Researchers say the compound, DSM265, the first of a new class of anti-malarial drugs, could be one of the first single-dose cures against one of the deadliest diseases in the world.
By crippling a critical protein that is essential to the malaria parasite’s survival, DSM265 renders the malaria parasite unable to reproduce and infect hosts.
The compound destroys the parasite in all of its difficult-to-treat stages, from microscopic spores that enter the body through a mosquito bite, to the liver stage, where larvae are nurtured, and eventually infecting circulating red blood cells by the millions.
Dr. Pradip Rathod, a chemistry professor at the University of Washington, is part of a large international team involving researchers from 20 institutions that discovered DSM265.
He says studies initially showed the compound was very effective against parasites that had invaded red blood cells, and that other tests were equally promising.
“Those other studies showed that the compound is really very good against those other stages too," he said. "And so it can be used as a prophylactic; it can be used in areas where people are anticipating getting bitten by mosquitoes and getting infected, so that we take out the parasite in its very early stages before it shows up in the blood.”
It has been years since a new class of anti-malarial drugs has come along.
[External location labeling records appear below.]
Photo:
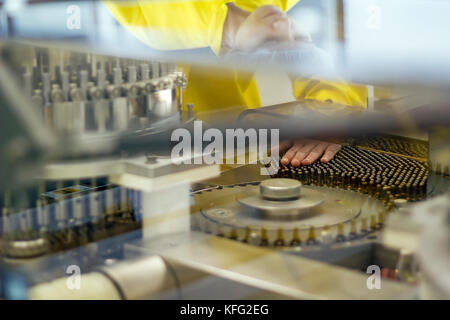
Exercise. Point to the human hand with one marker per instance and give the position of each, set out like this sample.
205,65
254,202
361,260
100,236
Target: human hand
306,151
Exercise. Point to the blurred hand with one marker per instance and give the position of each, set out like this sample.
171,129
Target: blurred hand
306,151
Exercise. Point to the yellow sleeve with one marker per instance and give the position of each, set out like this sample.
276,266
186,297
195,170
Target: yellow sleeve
330,91
251,5
173,25
181,24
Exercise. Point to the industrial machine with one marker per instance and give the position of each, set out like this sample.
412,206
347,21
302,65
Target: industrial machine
94,205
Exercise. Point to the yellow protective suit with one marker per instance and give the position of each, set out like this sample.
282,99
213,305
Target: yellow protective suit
185,24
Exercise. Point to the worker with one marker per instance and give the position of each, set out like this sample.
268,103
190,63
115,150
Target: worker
227,27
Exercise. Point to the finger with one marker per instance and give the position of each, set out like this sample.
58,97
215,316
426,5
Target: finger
302,153
284,145
315,153
330,152
289,155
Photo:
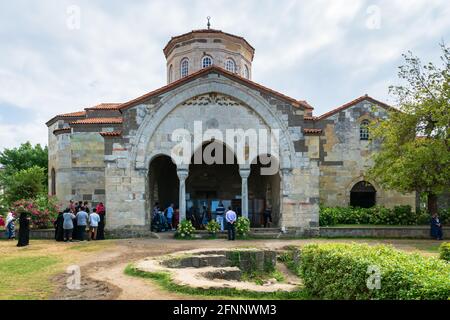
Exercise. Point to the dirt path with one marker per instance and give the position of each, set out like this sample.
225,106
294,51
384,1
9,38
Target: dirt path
103,276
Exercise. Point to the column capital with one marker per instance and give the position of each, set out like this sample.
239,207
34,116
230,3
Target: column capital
244,173
182,173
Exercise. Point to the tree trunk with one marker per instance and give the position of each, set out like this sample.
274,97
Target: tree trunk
432,203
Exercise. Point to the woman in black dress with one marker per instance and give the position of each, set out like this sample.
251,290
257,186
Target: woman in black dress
24,231
59,229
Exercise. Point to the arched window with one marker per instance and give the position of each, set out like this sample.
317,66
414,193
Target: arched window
363,195
170,76
184,67
53,182
246,72
230,66
364,130
206,62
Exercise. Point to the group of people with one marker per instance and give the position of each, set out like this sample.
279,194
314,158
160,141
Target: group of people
10,227
77,221
165,220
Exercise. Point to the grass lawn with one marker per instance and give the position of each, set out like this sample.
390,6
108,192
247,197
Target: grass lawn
26,273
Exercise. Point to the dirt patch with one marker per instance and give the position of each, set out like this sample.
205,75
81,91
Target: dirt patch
103,271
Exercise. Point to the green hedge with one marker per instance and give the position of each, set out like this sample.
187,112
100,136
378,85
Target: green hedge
340,271
444,251
400,215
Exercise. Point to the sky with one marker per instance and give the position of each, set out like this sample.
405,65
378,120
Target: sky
63,56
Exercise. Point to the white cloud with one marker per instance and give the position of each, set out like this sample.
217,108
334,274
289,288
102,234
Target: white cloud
303,49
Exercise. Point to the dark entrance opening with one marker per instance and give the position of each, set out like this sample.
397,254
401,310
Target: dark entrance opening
208,183
163,182
264,191
363,195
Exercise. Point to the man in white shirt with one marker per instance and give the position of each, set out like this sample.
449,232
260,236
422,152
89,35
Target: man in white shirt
94,219
231,217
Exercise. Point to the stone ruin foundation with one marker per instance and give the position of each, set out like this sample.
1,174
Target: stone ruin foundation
218,269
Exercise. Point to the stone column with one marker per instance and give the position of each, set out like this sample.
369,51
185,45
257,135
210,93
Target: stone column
182,175
245,173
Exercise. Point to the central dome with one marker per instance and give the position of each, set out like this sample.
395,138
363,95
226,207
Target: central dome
198,49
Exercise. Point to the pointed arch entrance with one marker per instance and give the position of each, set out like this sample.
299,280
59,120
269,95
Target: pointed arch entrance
212,180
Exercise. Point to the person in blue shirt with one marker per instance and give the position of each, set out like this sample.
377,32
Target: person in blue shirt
436,227
220,212
231,217
82,220
169,216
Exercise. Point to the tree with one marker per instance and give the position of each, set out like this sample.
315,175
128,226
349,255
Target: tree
24,157
415,148
24,184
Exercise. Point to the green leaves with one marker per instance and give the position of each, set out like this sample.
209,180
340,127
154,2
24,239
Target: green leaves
444,251
340,271
24,184
242,226
415,149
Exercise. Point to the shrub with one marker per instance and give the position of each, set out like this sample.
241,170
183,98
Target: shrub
378,215
42,211
242,226
444,251
185,230
340,271
213,227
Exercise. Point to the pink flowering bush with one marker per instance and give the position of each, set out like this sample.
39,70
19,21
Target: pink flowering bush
42,210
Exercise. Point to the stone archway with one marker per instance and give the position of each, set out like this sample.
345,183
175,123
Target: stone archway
163,182
363,195
260,107
264,185
211,181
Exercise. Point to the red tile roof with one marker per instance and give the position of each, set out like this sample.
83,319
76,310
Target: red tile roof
205,71
105,106
111,134
114,120
352,103
63,130
312,131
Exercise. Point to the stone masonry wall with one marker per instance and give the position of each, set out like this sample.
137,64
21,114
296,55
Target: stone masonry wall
147,130
345,158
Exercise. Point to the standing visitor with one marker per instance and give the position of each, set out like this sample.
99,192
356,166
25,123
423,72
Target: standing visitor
220,211
94,220
268,217
176,218
436,227
82,220
69,218
10,226
205,217
86,207
71,206
24,230
74,222
170,216
101,211
231,217
59,228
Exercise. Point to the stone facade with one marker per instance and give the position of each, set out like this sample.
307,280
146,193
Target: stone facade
107,153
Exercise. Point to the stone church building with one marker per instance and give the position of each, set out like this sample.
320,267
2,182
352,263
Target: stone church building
121,153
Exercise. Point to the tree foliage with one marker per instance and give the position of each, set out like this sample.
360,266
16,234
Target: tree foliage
24,157
415,148
24,184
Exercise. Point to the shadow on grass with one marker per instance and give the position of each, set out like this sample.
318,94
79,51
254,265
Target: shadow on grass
164,280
Until now, the latest drugs were variations of old compounds discovered decades ago, and strains of malaria parasites resistant to them have been reported in southeast Asia.
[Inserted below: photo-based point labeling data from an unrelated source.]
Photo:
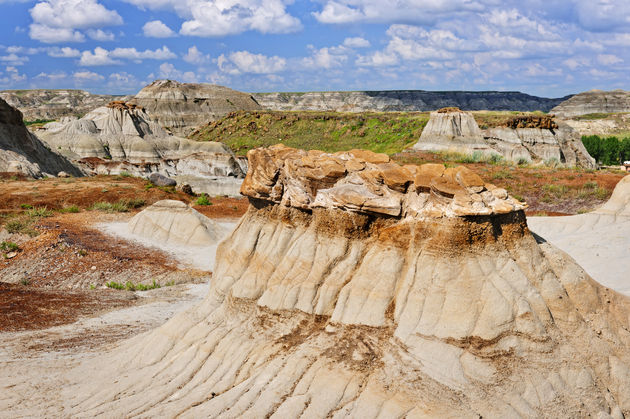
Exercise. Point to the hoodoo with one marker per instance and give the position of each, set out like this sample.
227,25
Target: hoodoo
354,287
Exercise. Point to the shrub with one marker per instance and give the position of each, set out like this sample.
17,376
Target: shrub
203,200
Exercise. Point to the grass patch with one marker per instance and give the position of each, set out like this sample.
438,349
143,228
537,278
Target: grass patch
203,200
130,286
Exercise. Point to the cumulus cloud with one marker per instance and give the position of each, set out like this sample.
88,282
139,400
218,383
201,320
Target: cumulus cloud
214,18
194,56
356,42
157,29
64,52
57,21
101,56
247,62
168,71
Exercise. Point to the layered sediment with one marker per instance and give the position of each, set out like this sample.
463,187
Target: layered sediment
327,301
22,153
529,138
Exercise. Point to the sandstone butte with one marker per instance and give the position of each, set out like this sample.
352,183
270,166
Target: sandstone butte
354,287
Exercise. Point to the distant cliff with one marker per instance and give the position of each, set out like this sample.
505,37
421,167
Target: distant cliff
404,100
53,104
594,101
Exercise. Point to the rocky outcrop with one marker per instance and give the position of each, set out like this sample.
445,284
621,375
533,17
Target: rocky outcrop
174,222
531,138
599,241
22,153
594,101
181,107
403,100
53,104
338,310
123,138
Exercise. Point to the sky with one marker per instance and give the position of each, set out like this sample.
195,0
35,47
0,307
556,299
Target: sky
547,48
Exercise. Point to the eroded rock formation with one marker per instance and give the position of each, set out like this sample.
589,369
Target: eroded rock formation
54,104
181,107
121,137
531,138
22,153
174,222
594,101
321,306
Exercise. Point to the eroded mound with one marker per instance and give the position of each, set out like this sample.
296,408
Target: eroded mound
322,306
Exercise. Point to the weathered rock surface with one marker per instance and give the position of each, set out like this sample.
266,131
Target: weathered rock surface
530,138
23,153
599,241
403,100
181,107
332,312
174,222
121,137
594,101
54,104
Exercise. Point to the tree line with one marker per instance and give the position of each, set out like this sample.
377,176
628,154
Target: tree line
607,151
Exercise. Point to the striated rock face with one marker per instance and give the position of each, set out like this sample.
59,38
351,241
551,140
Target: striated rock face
332,311
403,100
54,104
122,137
174,222
533,138
599,241
364,182
181,107
23,153
594,101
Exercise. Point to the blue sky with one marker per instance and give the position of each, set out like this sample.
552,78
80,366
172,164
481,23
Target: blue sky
543,47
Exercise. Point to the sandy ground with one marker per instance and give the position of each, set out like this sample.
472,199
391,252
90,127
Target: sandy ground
599,243
198,257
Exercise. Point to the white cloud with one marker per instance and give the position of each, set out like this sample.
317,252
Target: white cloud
82,76
132,54
417,11
14,59
356,42
168,71
194,56
62,20
214,18
65,52
99,57
246,62
157,29
608,59
324,58
100,35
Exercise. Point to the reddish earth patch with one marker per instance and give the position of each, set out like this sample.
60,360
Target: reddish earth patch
546,190
25,308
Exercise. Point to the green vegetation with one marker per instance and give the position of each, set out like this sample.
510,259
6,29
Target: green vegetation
608,151
123,205
327,131
130,286
203,200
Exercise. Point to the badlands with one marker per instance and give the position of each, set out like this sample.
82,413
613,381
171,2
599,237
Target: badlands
326,280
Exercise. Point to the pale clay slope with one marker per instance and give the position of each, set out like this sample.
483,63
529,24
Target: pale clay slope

DSM stands for “Dallas-Seattle-Melbourne,” the three cities that are home to the lead researchers, who tested hundreds of molecules before hitting on the version — the 265th — of the new drug that is most effective at inhibiting the parasite.
Rathod says the method used to discover DSM265 could someday lead to even more effective drugs against malaria.
“We’re getting good at this and we can make more molecules," he said. "And some people say if you make really good anti-malarials that are safe every five or ten years, and as countries are developing economically, all of this together will get us to a point where we have to stop worrying about this disease. That’s the big dream.”
DSM265 was described in the journal Science Translational Medicine.
Early clinical trials are underway now and more are expected to begin soon.